Reproducimos un testimonio que nos llega a [email protected]
Aprobé unas oposiciones estatales y quedé en las primeras posiciones, con la opción de poder irme a donde quisiera de España. Vivía en Madrid, donde me mudé para vivir con mi pareja hacía 8 años, pero la relación terminó hace 2 por infidelidades y otras mentiras de él y lo único que quería era «empezar de cero». Así que me aventuré a escoger destino más lejos aún de mi familia, donde nadie me conociera, y empezar de cero a mis 32 años.
Soy una persona bastante valiente y creía que era el momento de tomar decisiones por y para mí y aunque me equivocase, aceptaba el riesgo.
Al mudarme, busqué un centro de entrenamiento para continuar haciendo deporte, ya que suelo ir a clases 5-6 días a la semana y me apunté.

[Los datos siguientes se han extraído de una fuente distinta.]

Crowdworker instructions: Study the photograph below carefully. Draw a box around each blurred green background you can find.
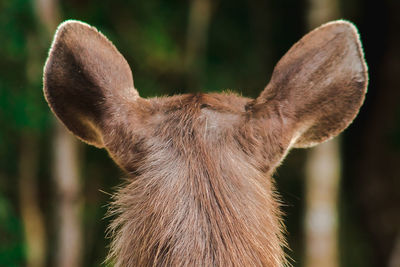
[0,0,400,267]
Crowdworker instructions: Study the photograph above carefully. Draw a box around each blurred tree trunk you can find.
[185,0,212,91]
[18,136,47,267]
[349,0,400,267]
[304,0,341,267]
[34,0,83,267]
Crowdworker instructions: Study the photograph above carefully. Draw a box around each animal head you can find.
[44,21,368,266]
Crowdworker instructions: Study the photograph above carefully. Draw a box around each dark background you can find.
[0,0,400,266]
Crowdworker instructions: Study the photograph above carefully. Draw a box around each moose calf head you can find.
[44,21,367,266]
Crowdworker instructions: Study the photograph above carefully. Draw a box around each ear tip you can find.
[56,19,95,36]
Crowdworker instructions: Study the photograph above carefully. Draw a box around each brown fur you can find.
[44,21,367,266]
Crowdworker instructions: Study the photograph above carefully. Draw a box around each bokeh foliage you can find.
[0,0,400,266]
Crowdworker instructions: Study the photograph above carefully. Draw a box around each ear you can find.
[43,20,139,147]
[253,20,368,147]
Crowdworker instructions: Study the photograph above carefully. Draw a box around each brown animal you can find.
[44,21,368,266]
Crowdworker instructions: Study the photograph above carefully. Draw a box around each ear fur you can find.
[43,20,139,147]
[253,20,368,147]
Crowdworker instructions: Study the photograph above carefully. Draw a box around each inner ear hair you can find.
[43,20,139,147]
[253,20,368,150]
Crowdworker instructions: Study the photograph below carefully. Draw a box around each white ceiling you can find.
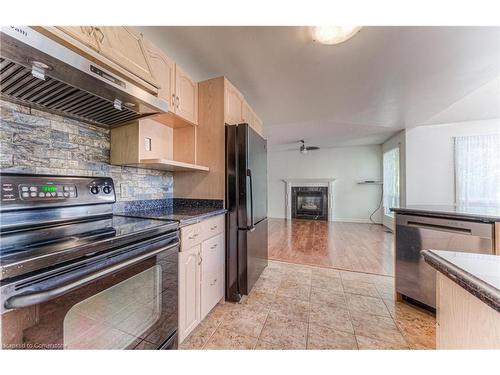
[138,26,500,147]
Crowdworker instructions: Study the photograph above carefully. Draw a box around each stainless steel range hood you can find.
[0,27,168,127]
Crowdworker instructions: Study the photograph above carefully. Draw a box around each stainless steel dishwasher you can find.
[396,214,494,309]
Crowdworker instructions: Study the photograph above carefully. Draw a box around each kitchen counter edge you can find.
[390,207,500,222]
[421,250,500,312]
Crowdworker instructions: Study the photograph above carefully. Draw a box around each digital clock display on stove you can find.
[40,185,57,193]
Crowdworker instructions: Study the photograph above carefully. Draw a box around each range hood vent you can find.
[0,58,143,126]
[0,28,168,127]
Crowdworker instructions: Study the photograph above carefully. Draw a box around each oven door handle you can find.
[4,242,179,309]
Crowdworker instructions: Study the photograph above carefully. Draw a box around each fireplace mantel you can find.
[282,178,335,221]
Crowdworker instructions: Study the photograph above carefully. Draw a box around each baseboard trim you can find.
[328,217,382,225]
[268,216,382,225]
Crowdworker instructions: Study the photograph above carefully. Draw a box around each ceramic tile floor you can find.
[180,261,435,349]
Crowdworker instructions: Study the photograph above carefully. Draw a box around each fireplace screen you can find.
[292,187,328,220]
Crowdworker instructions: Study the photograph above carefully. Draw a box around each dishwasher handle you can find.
[396,214,494,239]
[406,221,472,236]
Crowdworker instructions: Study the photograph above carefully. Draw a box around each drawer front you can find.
[202,215,226,240]
[181,223,203,251]
[201,233,225,319]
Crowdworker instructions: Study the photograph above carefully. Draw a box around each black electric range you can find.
[0,174,179,349]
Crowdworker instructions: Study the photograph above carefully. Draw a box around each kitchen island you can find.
[391,205,500,311]
[422,250,500,349]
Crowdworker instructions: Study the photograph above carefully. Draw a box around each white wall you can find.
[382,130,406,230]
[268,145,382,222]
[406,119,500,205]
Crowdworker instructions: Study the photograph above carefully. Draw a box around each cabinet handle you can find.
[82,26,95,36]
[95,27,104,43]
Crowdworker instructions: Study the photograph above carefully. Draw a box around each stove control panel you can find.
[18,184,78,200]
[1,173,115,210]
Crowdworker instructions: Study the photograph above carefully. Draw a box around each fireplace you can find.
[292,186,328,220]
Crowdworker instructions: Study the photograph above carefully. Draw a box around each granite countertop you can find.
[422,250,500,312]
[391,205,500,222]
[115,198,227,226]
[126,207,226,226]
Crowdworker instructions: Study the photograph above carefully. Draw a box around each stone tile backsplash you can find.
[0,100,173,201]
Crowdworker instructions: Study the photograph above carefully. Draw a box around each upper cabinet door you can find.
[144,39,175,109]
[56,26,99,51]
[94,26,159,87]
[225,81,243,125]
[175,65,198,124]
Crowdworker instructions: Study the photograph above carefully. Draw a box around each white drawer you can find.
[201,233,226,319]
[201,215,226,240]
[181,223,203,251]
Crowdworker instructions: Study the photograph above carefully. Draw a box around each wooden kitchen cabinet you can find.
[251,112,264,137]
[56,26,99,51]
[241,100,254,125]
[179,215,226,342]
[224,80,244,125]
[174,77,262,199]
[94,26,158,86]
[201,233,225,319]
[110,118,209,172]
[178,245,201,342]
[38,26,159,91]
[436,272,500,350]
[174,65,198,124]
[144,39,175,109]
[145,41,198,127]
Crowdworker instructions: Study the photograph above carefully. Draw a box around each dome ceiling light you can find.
[312,26,362,45]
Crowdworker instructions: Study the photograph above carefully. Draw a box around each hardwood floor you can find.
[269,218,394,276]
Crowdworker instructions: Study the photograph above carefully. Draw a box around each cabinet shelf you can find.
[126,159,209,172]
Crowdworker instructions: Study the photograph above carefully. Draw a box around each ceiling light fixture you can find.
[312,26,361,45]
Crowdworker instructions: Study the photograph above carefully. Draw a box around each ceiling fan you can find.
[299,139,319,155]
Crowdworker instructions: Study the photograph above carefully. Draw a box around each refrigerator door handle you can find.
[246,169,255,232]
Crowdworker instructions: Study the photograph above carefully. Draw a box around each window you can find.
[383,147,399,217]
[455,134,500,207]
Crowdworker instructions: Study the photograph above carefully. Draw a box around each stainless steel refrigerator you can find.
[226,124,268,301]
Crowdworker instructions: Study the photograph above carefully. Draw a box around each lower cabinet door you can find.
[179,245,201,343]
[201,233,225,320]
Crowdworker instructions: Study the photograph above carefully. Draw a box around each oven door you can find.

A la semana de estar acudiendo, llegué tarde a clase y un chaval se me acercó diciendo que se había quedado sin pareja en el calentamiento y si quería ponerme con él. Le dije que sí, sin más. El caso es que tras la clase empezó a interesarse por mí, y las siguientes semanas hizo por coincidir conmigo. A mí al principio no me gustaba, pero con el tiempo empezó a llamarme la atención y a entrarme el gusanillo por verle. Desde que lo había dejado con mi ex, había estado con algún que otro personaje pero sentía que no estaba preparada para conocer a nadie.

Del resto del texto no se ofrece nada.